En China, se le atribuía un culto especial. En Japón estaban los llamados “magos”, que se atrevían a apuntar la manera de ser de alguien con solo ver los signos que habían trazado con tinta.

            En Grecia, Demetrio de Farela y Aristóteles (Siglos 384-322 A.C), anticiparon que la escritura revela caracteres importantes de la persona.

            En la antigua Roma, tenemos la referencia de Nerón (36-68 D.C), emperador de Roma, que afirmaba que observando los rasgos de la escritura de sus colaboradores, era capaz de ver el grado de lealtad que le tenían estos. 

            En la Europa de la Alta Edad Media, la escritura la practicaban profesionalmente los monjes; los grandes señores, así como sus vasallos, eran generalmente analfabetos, lo que no favoreció en nada el desarrollo de las técnicas de estudio de las escrituras.

           En los siglos XII y XIII su uso se generalizó más entre las personas “educadas”, debido fundamentalmente a la influencia de la cultura islámica, el uso de la escritura de va generalizando llegando a extenderse aún más con la creación de Universidades, por influencia del Renacimiento su uso se popularizó todavía más.

            Todos estos antecedentes históricos tienen una base importante en la historia de la Grafología, pero no es hasta el siglo XVI cuando aparece la primera referencia escrita con relación a escritura y carácter. Esta referencia viene dada de la mano del médico Juan Huarte en el año 1575 en Baeza (España). La obra: “Exámenes de ingenios para la ciencia”.

            En el año 1611 se escribió el primer tratado sobre Grafología titulada “Ideografía”, escrita por el que fue considerado el primer grafólogo.

Gracias a los orígenes del estudio e investigación de los primeros movimientos en la historia que hemos visto anteriormente, se asienta el nacimiento de la Grafología:

En 1830 en Francia, el abate Flandrín, el Padre Martín, el Cardenal  Regnier y M.Boudinet, obispo de Amiens fundan la primera escuela de grafología de Francia y la instalan a las afueras de Paris. Pero el verdadero nacimiento de la Grafología viene dado de la mano del abate francés Juan Hipólito Michón. Él fue el que dio nombre a esta ciencia en el año 1871 fundando la Sociedad de Grafología de Paris, y la revista “La Graphologie”, que perdura en la actualidad.
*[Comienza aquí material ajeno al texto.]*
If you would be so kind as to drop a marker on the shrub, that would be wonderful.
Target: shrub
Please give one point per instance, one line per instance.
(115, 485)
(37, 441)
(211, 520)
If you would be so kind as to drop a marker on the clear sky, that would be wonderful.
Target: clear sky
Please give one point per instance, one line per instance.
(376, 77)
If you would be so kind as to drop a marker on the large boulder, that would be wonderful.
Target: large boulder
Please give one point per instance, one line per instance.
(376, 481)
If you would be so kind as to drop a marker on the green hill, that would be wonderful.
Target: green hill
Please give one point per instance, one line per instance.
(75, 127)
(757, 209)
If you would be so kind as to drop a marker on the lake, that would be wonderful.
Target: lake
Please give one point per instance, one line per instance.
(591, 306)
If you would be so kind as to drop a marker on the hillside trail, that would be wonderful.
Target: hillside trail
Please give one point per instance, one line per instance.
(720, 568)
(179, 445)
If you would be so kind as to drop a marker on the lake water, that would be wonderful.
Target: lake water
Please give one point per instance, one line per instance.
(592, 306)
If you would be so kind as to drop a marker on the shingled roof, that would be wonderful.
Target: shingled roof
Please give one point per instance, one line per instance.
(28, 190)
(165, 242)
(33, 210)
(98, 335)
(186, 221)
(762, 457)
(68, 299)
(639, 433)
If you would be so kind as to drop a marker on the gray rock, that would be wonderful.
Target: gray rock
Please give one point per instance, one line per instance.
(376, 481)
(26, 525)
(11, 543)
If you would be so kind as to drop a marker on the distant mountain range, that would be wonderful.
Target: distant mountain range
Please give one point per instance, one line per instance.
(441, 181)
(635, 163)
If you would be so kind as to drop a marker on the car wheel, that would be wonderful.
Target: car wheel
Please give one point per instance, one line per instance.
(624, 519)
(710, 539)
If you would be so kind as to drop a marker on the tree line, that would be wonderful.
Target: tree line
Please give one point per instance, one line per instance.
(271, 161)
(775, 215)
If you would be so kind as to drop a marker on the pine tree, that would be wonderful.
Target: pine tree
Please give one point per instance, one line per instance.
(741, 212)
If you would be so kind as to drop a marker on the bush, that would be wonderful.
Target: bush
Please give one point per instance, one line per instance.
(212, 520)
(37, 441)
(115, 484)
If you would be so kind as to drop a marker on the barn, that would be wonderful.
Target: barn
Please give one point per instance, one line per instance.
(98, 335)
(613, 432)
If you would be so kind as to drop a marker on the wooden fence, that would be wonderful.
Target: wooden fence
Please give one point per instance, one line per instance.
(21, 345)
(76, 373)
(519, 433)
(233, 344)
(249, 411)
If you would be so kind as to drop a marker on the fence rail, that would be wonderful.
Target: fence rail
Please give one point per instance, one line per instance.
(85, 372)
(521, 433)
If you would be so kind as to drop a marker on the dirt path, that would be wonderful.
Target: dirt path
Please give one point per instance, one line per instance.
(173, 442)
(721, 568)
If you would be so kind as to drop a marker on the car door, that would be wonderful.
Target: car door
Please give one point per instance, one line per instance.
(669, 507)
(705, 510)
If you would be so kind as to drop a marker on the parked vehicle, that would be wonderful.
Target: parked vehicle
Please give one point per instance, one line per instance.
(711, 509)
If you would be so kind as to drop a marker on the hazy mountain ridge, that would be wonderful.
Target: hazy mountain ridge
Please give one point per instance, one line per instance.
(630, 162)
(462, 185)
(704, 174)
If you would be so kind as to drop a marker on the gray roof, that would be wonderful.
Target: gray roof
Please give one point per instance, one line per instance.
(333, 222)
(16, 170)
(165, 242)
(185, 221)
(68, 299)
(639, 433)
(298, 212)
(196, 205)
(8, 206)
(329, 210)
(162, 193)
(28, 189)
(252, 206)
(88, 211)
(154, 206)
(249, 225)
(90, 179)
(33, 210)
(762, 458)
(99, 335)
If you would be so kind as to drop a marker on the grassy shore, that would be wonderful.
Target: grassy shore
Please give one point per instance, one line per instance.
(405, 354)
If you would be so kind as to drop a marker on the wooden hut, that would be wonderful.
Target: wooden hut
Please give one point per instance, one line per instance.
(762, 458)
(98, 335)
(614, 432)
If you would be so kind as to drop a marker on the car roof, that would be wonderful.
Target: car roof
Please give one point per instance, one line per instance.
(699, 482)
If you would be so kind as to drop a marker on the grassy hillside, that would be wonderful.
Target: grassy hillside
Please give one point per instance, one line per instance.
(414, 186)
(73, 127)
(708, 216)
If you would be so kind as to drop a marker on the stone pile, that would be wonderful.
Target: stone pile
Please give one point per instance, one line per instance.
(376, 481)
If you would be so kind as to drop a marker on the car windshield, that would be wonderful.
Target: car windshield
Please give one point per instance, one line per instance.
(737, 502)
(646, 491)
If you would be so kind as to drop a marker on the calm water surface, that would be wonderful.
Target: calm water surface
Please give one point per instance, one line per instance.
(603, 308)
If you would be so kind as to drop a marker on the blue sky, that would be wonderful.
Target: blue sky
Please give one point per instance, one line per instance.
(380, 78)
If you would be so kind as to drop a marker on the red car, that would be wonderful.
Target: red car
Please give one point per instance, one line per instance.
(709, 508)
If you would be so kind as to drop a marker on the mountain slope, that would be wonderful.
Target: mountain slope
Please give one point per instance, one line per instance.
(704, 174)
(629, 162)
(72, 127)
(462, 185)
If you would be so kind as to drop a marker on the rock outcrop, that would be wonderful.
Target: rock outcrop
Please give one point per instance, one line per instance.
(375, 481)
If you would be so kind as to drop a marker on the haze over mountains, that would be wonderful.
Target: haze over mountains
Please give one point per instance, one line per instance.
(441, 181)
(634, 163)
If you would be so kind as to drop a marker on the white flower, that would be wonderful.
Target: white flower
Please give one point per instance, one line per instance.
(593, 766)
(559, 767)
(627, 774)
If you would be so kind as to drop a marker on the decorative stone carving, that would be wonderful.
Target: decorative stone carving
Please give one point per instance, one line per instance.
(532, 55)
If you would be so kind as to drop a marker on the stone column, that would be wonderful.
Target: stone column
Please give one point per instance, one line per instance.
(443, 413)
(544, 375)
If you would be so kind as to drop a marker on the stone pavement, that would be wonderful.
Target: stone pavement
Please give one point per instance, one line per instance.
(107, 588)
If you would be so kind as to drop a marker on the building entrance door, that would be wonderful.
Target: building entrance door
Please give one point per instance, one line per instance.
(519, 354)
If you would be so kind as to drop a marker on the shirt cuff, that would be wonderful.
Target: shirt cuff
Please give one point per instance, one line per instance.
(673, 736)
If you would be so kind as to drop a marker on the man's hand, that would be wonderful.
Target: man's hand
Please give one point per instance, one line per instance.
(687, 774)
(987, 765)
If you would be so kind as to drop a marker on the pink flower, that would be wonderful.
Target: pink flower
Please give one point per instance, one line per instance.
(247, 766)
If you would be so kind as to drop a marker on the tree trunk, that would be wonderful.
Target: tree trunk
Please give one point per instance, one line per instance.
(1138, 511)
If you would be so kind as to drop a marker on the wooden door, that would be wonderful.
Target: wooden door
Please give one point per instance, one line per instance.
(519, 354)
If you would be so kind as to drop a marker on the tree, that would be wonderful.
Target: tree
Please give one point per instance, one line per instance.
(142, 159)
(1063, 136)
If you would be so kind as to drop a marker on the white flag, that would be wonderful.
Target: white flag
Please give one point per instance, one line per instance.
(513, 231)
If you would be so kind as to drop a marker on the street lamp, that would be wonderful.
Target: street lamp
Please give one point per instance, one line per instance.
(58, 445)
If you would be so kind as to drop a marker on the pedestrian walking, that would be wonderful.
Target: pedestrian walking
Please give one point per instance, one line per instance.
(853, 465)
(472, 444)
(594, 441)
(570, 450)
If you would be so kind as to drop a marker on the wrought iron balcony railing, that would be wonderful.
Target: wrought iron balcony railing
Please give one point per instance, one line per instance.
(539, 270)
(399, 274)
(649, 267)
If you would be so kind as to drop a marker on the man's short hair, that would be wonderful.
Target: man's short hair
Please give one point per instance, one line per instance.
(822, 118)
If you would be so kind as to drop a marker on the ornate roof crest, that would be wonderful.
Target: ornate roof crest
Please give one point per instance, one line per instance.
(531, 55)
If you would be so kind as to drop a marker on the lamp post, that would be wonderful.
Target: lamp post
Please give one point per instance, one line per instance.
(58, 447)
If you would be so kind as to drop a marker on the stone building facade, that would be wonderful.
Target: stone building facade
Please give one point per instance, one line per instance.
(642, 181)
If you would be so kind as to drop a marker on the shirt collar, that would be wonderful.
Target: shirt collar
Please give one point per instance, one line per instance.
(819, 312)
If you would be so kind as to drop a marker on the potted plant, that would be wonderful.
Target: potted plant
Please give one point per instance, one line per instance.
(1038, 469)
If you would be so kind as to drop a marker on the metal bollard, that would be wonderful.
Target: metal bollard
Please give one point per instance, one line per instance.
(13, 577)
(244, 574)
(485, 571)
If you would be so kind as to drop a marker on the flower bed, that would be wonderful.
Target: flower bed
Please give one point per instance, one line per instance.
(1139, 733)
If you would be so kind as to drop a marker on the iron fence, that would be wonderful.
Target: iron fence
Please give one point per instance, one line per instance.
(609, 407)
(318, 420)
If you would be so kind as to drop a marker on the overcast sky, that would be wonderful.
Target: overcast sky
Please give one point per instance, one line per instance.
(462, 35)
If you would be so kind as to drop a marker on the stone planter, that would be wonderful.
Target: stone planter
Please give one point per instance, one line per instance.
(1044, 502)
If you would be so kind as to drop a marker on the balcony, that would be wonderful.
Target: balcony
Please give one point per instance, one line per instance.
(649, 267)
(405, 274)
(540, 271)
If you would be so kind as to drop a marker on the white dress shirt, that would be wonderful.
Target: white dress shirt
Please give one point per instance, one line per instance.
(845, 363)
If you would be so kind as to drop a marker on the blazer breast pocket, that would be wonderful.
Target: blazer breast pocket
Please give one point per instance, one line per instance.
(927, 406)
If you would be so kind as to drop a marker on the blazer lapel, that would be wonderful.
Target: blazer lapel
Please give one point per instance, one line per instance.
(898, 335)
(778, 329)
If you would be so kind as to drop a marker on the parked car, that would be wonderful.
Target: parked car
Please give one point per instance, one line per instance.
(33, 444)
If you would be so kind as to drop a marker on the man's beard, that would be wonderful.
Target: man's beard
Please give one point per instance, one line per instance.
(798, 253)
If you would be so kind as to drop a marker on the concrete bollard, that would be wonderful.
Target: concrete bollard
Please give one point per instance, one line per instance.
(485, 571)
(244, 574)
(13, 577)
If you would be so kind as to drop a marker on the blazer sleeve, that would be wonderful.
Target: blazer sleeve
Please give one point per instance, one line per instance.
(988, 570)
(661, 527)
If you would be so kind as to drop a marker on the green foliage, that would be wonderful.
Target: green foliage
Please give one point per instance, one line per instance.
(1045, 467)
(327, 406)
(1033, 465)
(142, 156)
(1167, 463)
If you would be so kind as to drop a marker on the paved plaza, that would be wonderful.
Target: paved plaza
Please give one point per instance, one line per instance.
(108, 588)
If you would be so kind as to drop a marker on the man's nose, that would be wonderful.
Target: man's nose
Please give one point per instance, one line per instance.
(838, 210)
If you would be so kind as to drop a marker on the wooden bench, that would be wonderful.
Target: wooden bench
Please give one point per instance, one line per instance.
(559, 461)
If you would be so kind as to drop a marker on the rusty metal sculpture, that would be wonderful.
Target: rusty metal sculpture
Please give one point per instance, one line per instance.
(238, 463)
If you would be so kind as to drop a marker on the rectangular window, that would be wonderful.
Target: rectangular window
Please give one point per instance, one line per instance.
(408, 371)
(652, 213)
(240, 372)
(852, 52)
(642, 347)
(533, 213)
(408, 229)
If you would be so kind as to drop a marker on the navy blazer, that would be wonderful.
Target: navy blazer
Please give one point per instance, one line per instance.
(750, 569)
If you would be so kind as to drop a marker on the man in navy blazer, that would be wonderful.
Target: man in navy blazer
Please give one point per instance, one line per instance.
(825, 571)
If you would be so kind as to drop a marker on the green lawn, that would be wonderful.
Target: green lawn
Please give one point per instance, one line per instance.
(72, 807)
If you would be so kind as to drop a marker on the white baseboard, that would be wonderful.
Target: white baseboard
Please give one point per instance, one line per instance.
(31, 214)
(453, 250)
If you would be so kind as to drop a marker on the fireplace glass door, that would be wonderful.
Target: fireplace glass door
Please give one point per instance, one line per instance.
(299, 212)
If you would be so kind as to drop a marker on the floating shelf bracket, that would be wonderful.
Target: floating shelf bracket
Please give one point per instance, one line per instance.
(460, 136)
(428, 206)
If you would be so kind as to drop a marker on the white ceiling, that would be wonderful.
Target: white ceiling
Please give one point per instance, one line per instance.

Juan Hipólito Michón recibe sus conocimientos del abate Flandrin. Michón se encarga de dar el carácter científico creando así la técnica actual. Por lo tanto, es considerado el verdadero creador del método grafológico y denominado “Padre de la Grafología”. 

           Michón, tras reunir una enorme cantidad de autógrafos y animado por sus amistades, entre ellos Alejandro Dumas hijo, publica en 1872 el libro “Les mystéres de l’ecriture”, siendo esta la más importante obra de grafología escrita hasta esa fecha. Las desavenencias que surgen entre él y Michón sobre la paternidad de la grafología hacen que Michón se separe de su colaborador y publique en 1875 su obra “Systéme de Graphologie”.

            En esta obra Michón hace manifestaciones con un gran peso gráfico como cuando dice que: “La escritura es el reflejo visible del pensamiento” o “El signo sigue el movimiento del alma y cambia cuando el alma o el estado de ánimo cambia”.

            Sus aportaciones son muy importantes en el sentido de cómo razona la grafología, de una manera clara y dejando de lado los criterios ocultistas que hasta entonces habían sido en mayor o menos medida utilizados.